Practice Update January 2024

31 January 2024

ATO Debt Alert

The federal government’s Mid-Year Economic and Fiscal Update (MYEFO), released in December, announced that the general interest charge (GIC) would soon no longer be deductible for individuals and businesses.

By way of background, GIC is imposed by the ATO, and it applies to unpaid tax liabilities, such as when:

  • an amount of tax, charge, levy or penalty is paid late (or is unpaid)
  • there is an excessive shortfall in an incorrectly varied or estimated income tax instalment.

GIC is calculated on a daily compounding basis on the amount outstanding.

Generally, the amount of GIC applied is notified in a:

  • statement of account
  • late payment notice
  • GIC notice.

The annual rate of GIC is 11.15%, increasing to 11.38% for the January to March 2024 quarter. With such a high-interest rate and daily compounding, it is prudent to prioritise ATO debts over other debts.
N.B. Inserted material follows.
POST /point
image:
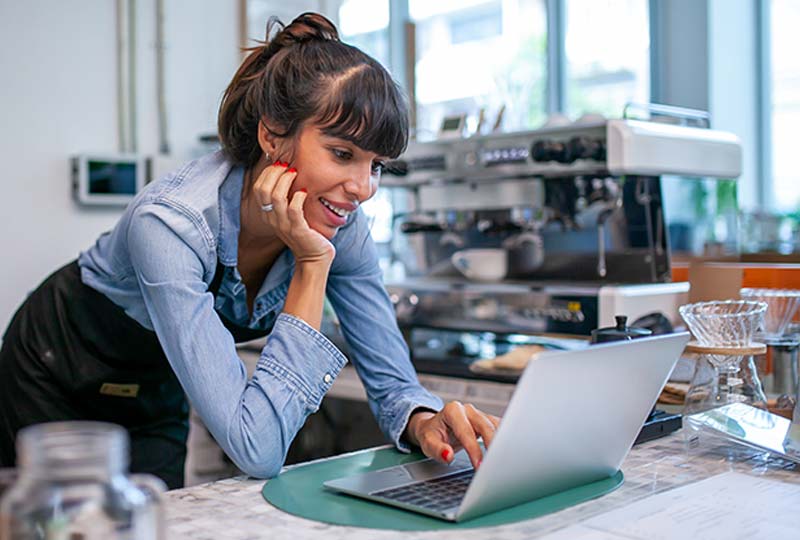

This new MYEFO measure means taxpaying entities, including individuals and small businesses, will have to face up to their GIC penalties without the prospect of a tax deduction.

The federal government states the changes will enhance incentives for all entities to self-assess their tax liabilities and pay on time correctly and level the playing field for individuals and businesses who already do so.

In effect, removing tax-deductible status will eke away at what is left of the ATO’s leniency towards overdue tax obligations.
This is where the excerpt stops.